Technical information
- Licensing authority: FCC
- Facility ID: 39735
- Class: D
- Power: 5,000 watts day; 27 watts night;
- Transmitter coordinates: 30°42′47″N 84°8′20″W﻿ / ﻿30.71306°N 84.13889°W

Links
- Public license information: Public file; LMS;
- Website: www.wstt730.com

= WSTT =

WSTT (730 AM) is a radio station broadcasting a gospel music format. Licensed to Thomasville, Georgia, United States, the station is currently owned by Southern Gulf Broadcasting.

==History==
This station first went on the air in December 1947 as WKTG, owned by Eunice M. Martin ("Thomas County Broadcasting") and broadcasting from the Bank of Thomas County Building in Thomasville.

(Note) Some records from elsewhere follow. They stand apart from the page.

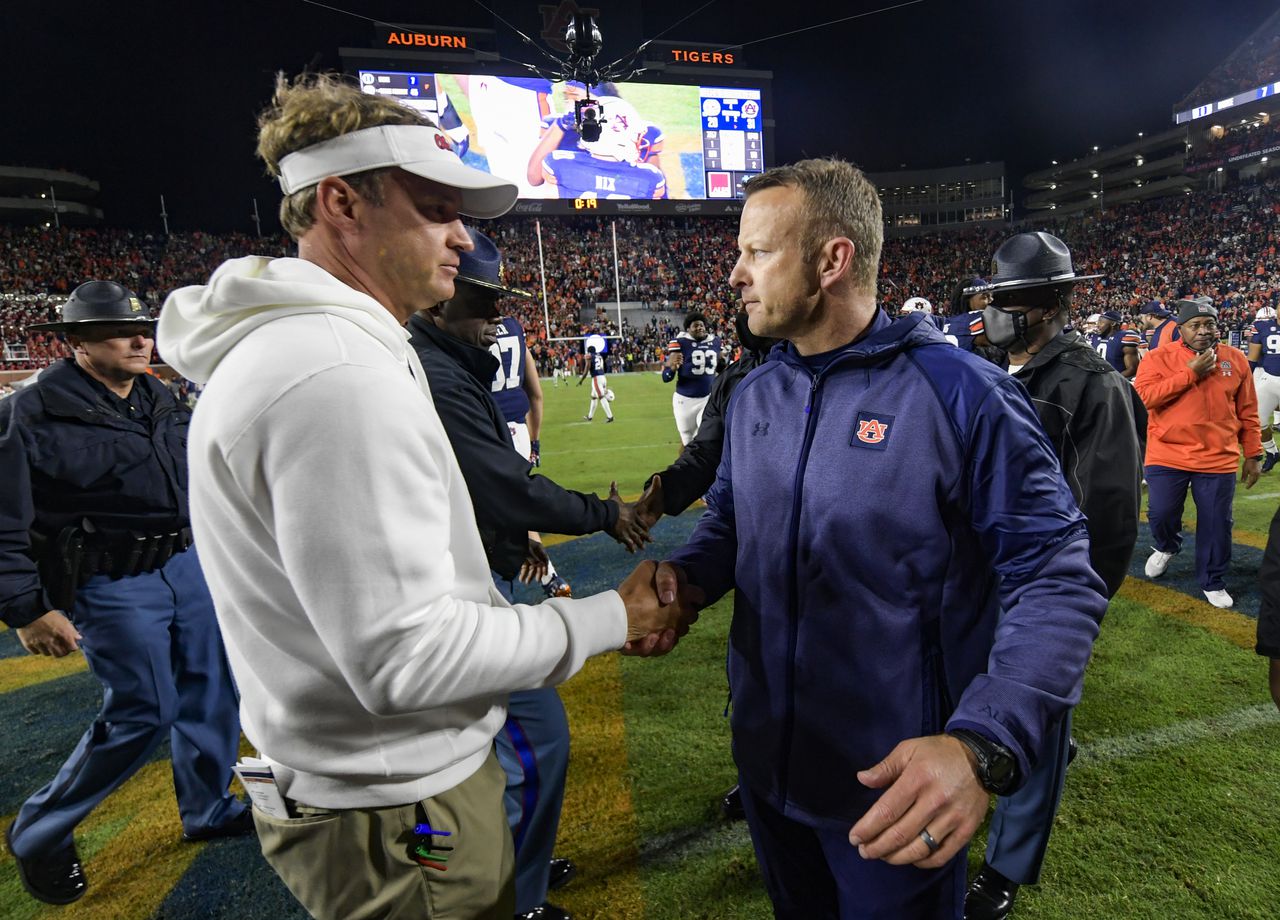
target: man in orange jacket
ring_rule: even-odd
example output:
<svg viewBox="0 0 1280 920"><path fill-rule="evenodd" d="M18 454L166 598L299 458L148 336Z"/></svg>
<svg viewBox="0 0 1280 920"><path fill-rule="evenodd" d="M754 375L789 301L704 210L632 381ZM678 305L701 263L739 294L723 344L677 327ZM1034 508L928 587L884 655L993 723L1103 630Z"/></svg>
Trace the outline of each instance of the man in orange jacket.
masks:
<svg viewBox="0 0 1280 920"><path fill-rule="evenodd" d="M1148 578L1159 578L1182 547L1187 487L1196 503L1196 576L1209 603L1230 607L1231 500L1240 480L1258 481L1262 435L1249 362L1218 340L1218 311L1207 297L1174 303L1182 338L1150 351L1134 380L1147 406L1147 518L1155 543Z"/></svg>

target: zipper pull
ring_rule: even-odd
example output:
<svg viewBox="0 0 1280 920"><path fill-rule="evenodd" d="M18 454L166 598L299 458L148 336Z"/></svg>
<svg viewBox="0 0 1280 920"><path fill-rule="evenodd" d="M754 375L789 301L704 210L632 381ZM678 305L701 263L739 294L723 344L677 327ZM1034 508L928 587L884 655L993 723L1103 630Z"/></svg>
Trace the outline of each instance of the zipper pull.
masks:
<svg viewBox="0 0 1280 920"><path fill-rule="evenodd" d="M817 392L817 389L818 389L818 377L815 374L813 378L813 382L809 384L809 398L806 399L804 403L805 415L808 415L809 410L813 408L813 394Z"/></svg>

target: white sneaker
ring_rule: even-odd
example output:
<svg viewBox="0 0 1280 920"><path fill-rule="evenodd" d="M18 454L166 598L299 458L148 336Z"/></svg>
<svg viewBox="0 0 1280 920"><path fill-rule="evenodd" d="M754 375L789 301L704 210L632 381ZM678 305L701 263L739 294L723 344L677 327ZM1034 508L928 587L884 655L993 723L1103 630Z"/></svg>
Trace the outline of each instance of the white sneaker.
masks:
<svg viewBox="0 0 1280 920"><path fill-rule="evenodd" d="M1147 573L1148 578L1159 578L1164 574L1164 570L1169 567L1169 560L1173 558L1173 553L1162 553L1156 550L1147 558L1146 567L1143 571Z"/></svg>
<svg viewBox="0 0 1280 920"><path fill-rule="evenodd" d="M1206 591L1204 592L1204 596L1208 598L1209 603L1213 604L1215 607L1230 607L1235 603L1235 601L1231 599L1231 595L1222 589L1218 589L1217 591Z"/></svg>

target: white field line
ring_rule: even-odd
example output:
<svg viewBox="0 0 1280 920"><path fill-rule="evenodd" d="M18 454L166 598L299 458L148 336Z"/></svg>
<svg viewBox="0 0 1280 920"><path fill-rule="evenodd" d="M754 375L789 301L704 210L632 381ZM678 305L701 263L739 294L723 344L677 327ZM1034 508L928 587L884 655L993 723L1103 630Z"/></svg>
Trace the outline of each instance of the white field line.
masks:
<svg viewBox="0 0 1280 920"><path fill-rule="evenodd" d="M1280 498L1280 492L1259 492L1256 495L1251 495L1246 492L1241 496L1241 498L1247 502L1260 502L1265 501L1268 498Z"/></svg>
<svg viewBox="0 0 1280 920"><path fill-rule="evenodd" d="M1157 751L1181 747L1209 738L1228 738L1267 725L1280 725L1280 712L1273 703L1259 703L1204 719L1188 719L1160 728L1113 738L1099 738L1080 745L1076 766L1095 766L1130 757L1144 757ZM751 836L745 821L717 822L689 827L651 837L640 846L640 859L649 866L670 865L708 851L724 851L749 846Z"/></svg>
<svg viewBox="0 0 1280 920"><path fill-rule="evenodd" d="M1205 719L1188 719L1131 735L1099 738L1080 745L1080 756L1076 762L1094 764L1126 757L1142 757L1166 748L1194 744L1209 738L1227 738L1239 732L1276 724L1280 724L1280 712L1276 711L1275 704L1259 703Z"/></svg>

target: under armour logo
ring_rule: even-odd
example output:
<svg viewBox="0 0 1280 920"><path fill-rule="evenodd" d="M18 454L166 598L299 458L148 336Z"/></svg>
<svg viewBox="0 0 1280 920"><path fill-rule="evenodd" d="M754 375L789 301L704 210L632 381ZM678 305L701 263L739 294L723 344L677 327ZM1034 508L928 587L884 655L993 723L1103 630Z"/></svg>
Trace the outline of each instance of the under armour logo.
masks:
<svg viewBox="0 0 1280 920"><path fill-rule="evenodd" d="M756 422L756 427L751 429L752 437L757 437L759 435L764 435L768 433L769 433L768 422Z"/></svg>
<svg viewBox="0 0 1280 920"><path fill-rule="evenodd" d="M436 135L436 146L439 147L441 150L453 150L453 148L449 146L448 139L445 138L443 134Z"/></svg>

After transfers to John H. Phipps in 1955 and James S. Rivers in 1959, original owner Martin re-purchased WKTG in 1960. In December 1963, Martin sold out again, this time to Triple C Broadcasting (owned by Mrs. Lem Clarke, Dink Collins and Jay Clarke). In 1972, the station was bought by Norris Mills and Chester Bellamy, who changed the call letters to WLOR ("Wonderful Land of Roses"), broadcasting a block format of easy listening, gospel, country and pop music. By 1978, the station was owned by Marion R. Williams, had changed formats to country and gospel, and was known as WSTT.

===MTV contest===
In 1990, MTV obtained a "revocable option" to purchase WSTT, with the idea to offer it as a prize in a contest. Ervin Duggan, a member of the Federal Communications Commission (FCC), called the idea "repugnant" at the time, but did not say whether the FCC would approve such a transfer. In November of that year, Chris McCarron, general manager and DJ at Cerritos College station KCEB (now WPMD), was selected at random from about 250,000 people who took part in the giveaway. McCarron won $10,000 in cash along with the station; she was also given the option to either keep WSTT or trade it for an undisclosed cash sum. She visited the station on Saturday, November 10, 1990, when rocker Billy Idol was an on-air guest.

The station changed its call letters to WSNI on February 15, 1991, but this lasted barely two months, as it switched back to WSTT on April 22. It is speculated that McCarron took the cash option and/or sold the station back to MTV, and then moved on with her life. The station's license was again assigned to Marion R. Williams (still WSTT's current owner as of 2021) at that time.